# Suche: EL6631 Klemme leihweise für ca. 4 Wochen



## oliver.tonn (15 Juli 2021)

Hallo,
hat hier einer eine EL6631 Profinet Klemme rumliegen und wäre bereit mir diese für ca. 4 Wochen zu leihen. Bei Beckhoff ist schon seit längerem eine bestellt, kommt aber erst im August, aber jetzt wird sie kurzfristig benötigt.


----------



## DeltaMikeAir (15 Juli 2021)

Vielleicht kannst du dir diese verhältnismäßig günstig ergattern, ansonsten kann ich dir leider nicht helfen.
https://www.ebay.de/itm/255052488454?epid=1548773771&hash=item3b62501f06:g:-E0AAOSwNkRg7aJi


----------



## oliver.tonn (15 Juli 2021)

DeltaMikeAir schrieb:


> Vielleicht kannst du dir diese verhältnismäßig günstig ergattern, ansonsten kann ich dir leider nicht helfen.
> https://www.ebay.de/itm/255052488454?epid=1548773771&hash=item3b62501f06:g:-E0AAOSwNkRg7aJi


Danke, ist nicht für mich, sondern mein aktueller Auftraggeber braucht die und ich wollte versuchen zu helfen.

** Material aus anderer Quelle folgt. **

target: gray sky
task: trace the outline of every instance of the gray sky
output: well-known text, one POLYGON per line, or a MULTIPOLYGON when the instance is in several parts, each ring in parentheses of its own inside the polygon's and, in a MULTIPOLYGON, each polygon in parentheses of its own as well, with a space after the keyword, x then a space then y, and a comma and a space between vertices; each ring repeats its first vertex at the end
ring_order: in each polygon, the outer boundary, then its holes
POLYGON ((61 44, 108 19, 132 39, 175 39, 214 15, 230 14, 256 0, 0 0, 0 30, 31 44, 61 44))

So Sachen wie Ebay scheidet da eventuell aus.


----------



## DeltaMikeAir (15 Juli 2021)

oliver.tonn schrieb:


> Danke, ist nicht für mich, sondern mein aktueller Auftraggeber braucht die und ich wollte versuchen zu helfen. So Sachen wie Ebay scheidet da eventuell aus.


Ja, sehe ich auch so. Im Notfall ist es ja ok.

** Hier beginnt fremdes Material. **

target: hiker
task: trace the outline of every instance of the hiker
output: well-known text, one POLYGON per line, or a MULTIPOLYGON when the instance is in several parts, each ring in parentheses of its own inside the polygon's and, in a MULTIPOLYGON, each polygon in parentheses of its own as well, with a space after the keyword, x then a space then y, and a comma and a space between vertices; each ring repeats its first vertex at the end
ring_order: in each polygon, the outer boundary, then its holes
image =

Hast du dich mal direkt an den Beckhoff Vertrieb gewendet, telefonisch?
Ich brauchte auch mal ganz dringend 2 Klemmen und mir wurden 2-4 Wochen LZ mitgeteilt.
Nach dem Anruf hatte ich die Klemmen dann am nächsten Tag per Express.

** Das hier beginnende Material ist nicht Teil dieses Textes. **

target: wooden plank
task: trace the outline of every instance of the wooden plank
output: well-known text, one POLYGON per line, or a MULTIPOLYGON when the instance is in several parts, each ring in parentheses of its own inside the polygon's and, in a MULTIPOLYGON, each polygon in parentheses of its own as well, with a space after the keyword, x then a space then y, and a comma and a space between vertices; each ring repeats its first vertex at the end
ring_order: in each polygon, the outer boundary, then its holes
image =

Anscheinend haben sie immer noch einen Lagerbestand, der für "Notfälle" gehalten wird und nicht
zum regulären Verkauf.


----------



## oliver.tonn (15 Juli 2021)

DeltaMikeAir schrieb:


> Ja, sehe ich auch so. Im Notfall ist es ja ok.
> 
> Hast du dich mal direkt an den Beckhoff Vertrieb gewendet, telefonisch?
> Ich brauchte auch mal ganz dringend 2 Klemmen und mir wurden 2-4 Wochen LZ mitgeteilt.
> ...


Ja, habe ich, leider ohne Erfolg.


----------



## Captain Future (16 Juli 2021)

Ja das mit dem Material ist ein echtes Problem.
ich hatte die Tage ein Schreiben der Firma SICK auf dem Tisch. Der letzte Satz war:
“Lieferzeiten von 50 Wochen sind keine Ausnahme“

Bin mal gespannt wie das weiter geht……..


----------